Department of Physics, University of Oxford, Oxford, UK.
School of Informatics, University of Edinburgh, Edinburgh, UK.
Methods Mol Biol. 2024;2760:345-369. doi: 10.1007/978-1-0716-3658-9_20.
The identification of essential genes is a key challenge in systems and synthetic biology, particularly for engineering metabolic pathways that convert feedstocks into valuable products. Assessment of gene essentiality at a genome scale requires large and costly growth assays of knockout strains. Here we describe a strategy to predict the essentiality of metabolic genes using binary classification algorithms. The approach combines elements from genome-scale metabolic models, directed graphs, and machine learning into a predictive model that can be trained on small knockout data.

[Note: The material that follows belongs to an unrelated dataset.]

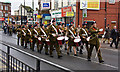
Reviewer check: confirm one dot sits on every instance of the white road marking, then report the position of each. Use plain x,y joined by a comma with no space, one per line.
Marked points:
93,61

We demonstrate the efficacy of this approach using the most complete metabolic model of Escherichia coli and various machine learning algorithms for binary classification.
确定必需基因是系统和合成生物学面临的一个关键挑战,特别是在构建将原料转化为有价值产品的代谢途径时。在全基因组范围内评估基因的必需性需要对敲除菌株进行大量昂贵的生长测定。在这里,我们描述了一种使用二进制分类算法预测代谢基因必需性的策略。该方法将基因组尺度代谢模型、有向图和机器学习的元素结合到一个可以在小的敲除数据上进行训练的预测模型中。我们使用最完整的大肠杆菌代谢模型和各种用于二进制分类的机器学习算法来验证该方法的有效性。